Le sportswear passera-t-il par vous ?
On vient de traverser un grand tunnel de sportswear qui est très bien mais nous n’avons pas envie de rentrer dedans. On veut proposer une offre un peu différente. Nous savons bien que Jean Patou est un nom du passé, cela fait trente ans que cette maison n’a pas proposé de collection, toute une génération n’a pas connu cette marque. Il ne faut pas que Patou devienne une maison où l’héritage prendrait le dessus. Nous voulons l’envisager comme une marque nouvelle.

Peut-on parler de prêt-à-porter ?
J’adore cette notion de prêt-à-porter. On a donc décidé de livrer en boutiques de l’hiver en hiver et de l’été en été, car rares sont celles qui achètent encore l’hiver en été. On l’a donc évoqué avec Sophie Brocart, la directrice générale de la marque, et on va se diriger vers une actualité du vêtement, du vrai prêt-à-porter.

Étant donné les changements climatiques qui s’imposent à nous, c’est bien de vouloir faire évoluer les choses...
Personne n’attend vraiment le renouveau de Jean Patou puisque c’est une marque presque oubliée, donc en la relançant il fallait proposer un nouveau scénario, en phase avec ce qui passe aujourd’hui. Nous sommes une maison “consciente”, on est très soucieux de ne pas participer à un grand gâchis collectif.

Allez-vous inscrire Patou dans le “see now buy now” ?
Non, plutôt dans le “need now, buy now”. 

Vous allez très prochainement présenter votre première collection, pouvez-vous nous en parler ?
Plus qu’un scénario décliné jusqu’à l’usure comme ce fut longtemps le cas, on proposera un vestiaire composé d’une variété de produits avec un même ADN. Quand un vêtement est bon, il n’a pas besoin d’être cannibalisé par un autre qui lui ressemble.
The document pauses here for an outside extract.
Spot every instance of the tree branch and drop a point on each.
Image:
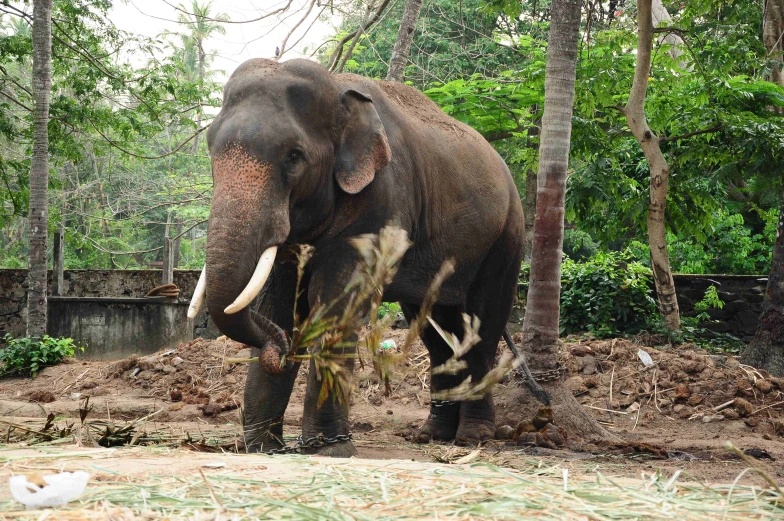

Ce vestiaire sera donc à l’image de celui de vos amies, un mélange. Évidemment, il y a une dimension créative puisqu’il s’agit de mode, mais j’adore la notion de créativité et de pragmatisme.

Cette présentation se fera-t-elle sous forme de défilé ?
On a repensé tous les schémas pratiques : comment vend-on ?, à quel prix ?, mais aussi comment présente-t-on ? Et cela ne se fera pas avec des filles boudeuses qui marchent les unes dernières les autres, parce que ce n’est pas Patou. Cette maison, au contraire, c'est la gaité, la générosité, la légèreté. Parce qu’ici on travaille avec le sourire.